Pese a esforzarse por conseguir que sus palabras sonaran sinceras, resultaba evidente que no conocía a nadie en Panamá, aunque no necesitaba estrujarse mucho el cerebro para llegar a la conclusión de que «alguien» — y sabía muy bien de quién se trataba en esta ocasión — estaba esforzándose a la hora de encaminar sus pasos en una dirección muy concreta.

— Siempre me ha interesado extraordinariamente la fauna de la Alta Amazonia — musitó al fin—. Se me antoja fascinante.

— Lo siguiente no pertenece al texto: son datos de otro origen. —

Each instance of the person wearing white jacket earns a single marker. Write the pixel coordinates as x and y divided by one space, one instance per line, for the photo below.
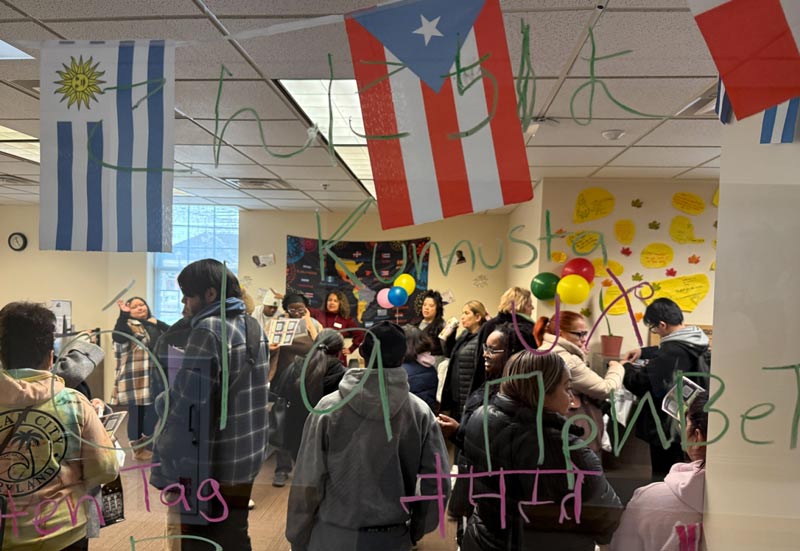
350 477
589 388
668 516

— ¿Y eso por qué? — inquirió una, a todas luces desconcertada vicerrectora—. El archipiélago de las Galápagos constituye el más perfecto escaparate evolutivo del planeta, con docenas de especies endémicas de enorme interés científico, e incluso en la región del río Ñapo se encuentra la mayor concentración de mariposas del mundo… — Negó una y otra vez con la cabeza agitando de un lado a otro su espectacular papada—. Pero que yo sepa, a partir de los dos mil metros de altitud, apenas existe vida animal en lo que creo que constituye uno de los lugares más inhóspitos e inexplorados de los que se tiene noticias.